Age. As you get older, your proportion of lean body mass and total body water decreases while body fat increases. This means older adults reach higher blood alcohol concentrations than younger people given the same dose, even when adjusted for body weight. Whether aging also slows the liver’s processing speed is less clear, but the higher peak BAC alone means a longer time to zero.

Genetics. Some people carry enzyme variants that change how efficiently they process alcohol or its toxic byproduct, acetaldehyde. This is especially common in people of East Asian descent and explains the facial flushing reaction some experience after even small amounts of alcohol.

How Food Changes the Timeline

Eating before or during drinking is one of the few things that genuinely changes how alcohol moves through your body, though the effect is more complex than most people realize. Food slows the absorption of alcohol from your gut, which means your BAC peaks lower and later than it would on an empty stomach. A lower peak BAC means less total time to reach zero.

Food also temporarily speeds up the liver’s elimination rate. One study in the Annals of Emergency Medicine found that a high-carbohydrate meal increased the alcohol elimination rate by 86% in the two hours after eating, jumping from 21 mg/dL per hour to 39 mg/dL per hour. By four hours after the meal, though, the rate had dropped back to baseline. So eating helps, but the boost is temporary.

What Doesn’t Speed Things Up

Coffee, cold showers, exercise, and drinking water will not lower your BAC any faster. Your liver metabolizes alcohol on a fixed schedule, and nothing you do from the outside changes that rate. Coffee may make you feel more alert, but it does not reduce the amount of alcohol in your blood. You’ll be a more awake version of intoxicated, not a sober one.

Vomiting can prevent additional alcohol from being absorbed if you’ve very recently consumed it, but once alcohol is in your bloodstream, it’s there until your liver processes it.

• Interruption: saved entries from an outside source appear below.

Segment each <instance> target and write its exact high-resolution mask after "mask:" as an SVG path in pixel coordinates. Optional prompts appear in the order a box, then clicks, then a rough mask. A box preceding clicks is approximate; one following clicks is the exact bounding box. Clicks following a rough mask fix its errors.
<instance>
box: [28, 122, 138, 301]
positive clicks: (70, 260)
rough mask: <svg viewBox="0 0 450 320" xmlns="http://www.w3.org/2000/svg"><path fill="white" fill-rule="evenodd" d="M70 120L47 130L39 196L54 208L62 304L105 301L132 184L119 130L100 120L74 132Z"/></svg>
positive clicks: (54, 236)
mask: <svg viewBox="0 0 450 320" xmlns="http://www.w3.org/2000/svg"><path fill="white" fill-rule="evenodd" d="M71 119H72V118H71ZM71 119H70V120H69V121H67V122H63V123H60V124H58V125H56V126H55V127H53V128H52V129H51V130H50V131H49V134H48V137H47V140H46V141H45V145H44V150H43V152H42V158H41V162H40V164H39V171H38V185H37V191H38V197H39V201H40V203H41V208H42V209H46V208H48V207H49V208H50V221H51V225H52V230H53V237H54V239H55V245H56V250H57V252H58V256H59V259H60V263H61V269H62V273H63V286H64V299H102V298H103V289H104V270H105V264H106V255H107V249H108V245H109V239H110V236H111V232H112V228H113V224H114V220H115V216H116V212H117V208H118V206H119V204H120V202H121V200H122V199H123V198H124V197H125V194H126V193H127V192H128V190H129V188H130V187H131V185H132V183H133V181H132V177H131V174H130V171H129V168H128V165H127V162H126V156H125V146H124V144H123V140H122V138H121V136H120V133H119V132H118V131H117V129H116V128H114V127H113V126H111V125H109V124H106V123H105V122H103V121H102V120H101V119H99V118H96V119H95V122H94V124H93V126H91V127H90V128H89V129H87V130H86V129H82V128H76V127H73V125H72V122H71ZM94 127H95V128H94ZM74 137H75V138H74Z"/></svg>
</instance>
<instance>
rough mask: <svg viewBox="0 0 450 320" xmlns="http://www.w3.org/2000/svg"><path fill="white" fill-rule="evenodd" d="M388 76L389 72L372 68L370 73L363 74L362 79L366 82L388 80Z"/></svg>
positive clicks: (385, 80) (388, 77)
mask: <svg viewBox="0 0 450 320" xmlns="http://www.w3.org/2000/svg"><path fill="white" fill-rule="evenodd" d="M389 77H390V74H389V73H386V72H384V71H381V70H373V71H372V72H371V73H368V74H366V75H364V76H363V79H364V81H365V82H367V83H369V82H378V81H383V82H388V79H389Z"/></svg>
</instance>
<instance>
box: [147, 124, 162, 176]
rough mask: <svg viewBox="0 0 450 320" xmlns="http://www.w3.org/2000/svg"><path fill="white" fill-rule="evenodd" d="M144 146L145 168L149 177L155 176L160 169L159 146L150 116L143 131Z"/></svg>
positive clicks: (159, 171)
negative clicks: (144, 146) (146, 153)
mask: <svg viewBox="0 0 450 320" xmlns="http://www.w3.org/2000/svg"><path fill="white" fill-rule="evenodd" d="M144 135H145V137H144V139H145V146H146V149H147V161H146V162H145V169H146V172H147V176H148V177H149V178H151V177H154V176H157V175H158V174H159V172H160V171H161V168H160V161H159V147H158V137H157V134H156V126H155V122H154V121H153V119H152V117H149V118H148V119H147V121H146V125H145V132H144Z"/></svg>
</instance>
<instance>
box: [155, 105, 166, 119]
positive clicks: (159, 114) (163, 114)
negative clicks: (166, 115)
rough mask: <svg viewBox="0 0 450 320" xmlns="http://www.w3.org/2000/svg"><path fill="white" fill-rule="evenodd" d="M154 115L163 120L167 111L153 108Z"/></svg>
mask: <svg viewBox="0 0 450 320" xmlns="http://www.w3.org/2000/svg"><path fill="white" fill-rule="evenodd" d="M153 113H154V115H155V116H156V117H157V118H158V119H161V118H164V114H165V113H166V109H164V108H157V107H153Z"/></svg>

Detection Windows for Different Tests

If your concern is passing a test rather than feeling sober, the detection window depends entirely on what’s being tested. Standard tests that look for alcohol itself have shorter windows. Newer tests that look for metabolic byproducts, the chemical residue your body creates while breaking alcohol down, can detect drinking long after the alcohol is gone.

  • Blood test: up to 12 hours
  • Breathalyzer: up to 24 hours
  • Saliva test: up to 24 hours
  • Standard urine test: up to 24 to 48 hours
  • EtG urine test: up to 48 hours after a few drinks, and 72 hours or longer after heavier drinking
  • Hair follicle test: up to 90 days

The EtG test deserves special attention because it’s increasingly common in court-ordered monitoring, professional licensing programs, and workplace testing. It detects a specific byproduct called ethyl glucuronide that lingers in urine far longer than alcohol itself. A few drinks on Friday night can still produce a positive EtG result on Sunday.

A Practical Way to Estimate Your Timeline

If you want a rough sense of when you’ll be at 0.00%, count your standard drinks (one 12-ounce beer, one 5-ounce glass of wine, or one 1.5-ounce shot of liquor each count as one). Your liver processes roughly one standard drink per hour. If you had four drinks between 8 p.m. and 11 p.m., your liver needs approximately four to five hours after your last drink to clear the alcohol entirely, putting you at zero sometime around 3 to 4 a.m.

This is a simplification. If you’re a smaller person, female, older, or drank on an empty stomach, add extra time. If you’re a larger male who ate a full meal, you may clear it somewhat faster. But as a baseline rule, one drink per hour of clearance time gives you a reasonable and slightly conservative estimate to work with.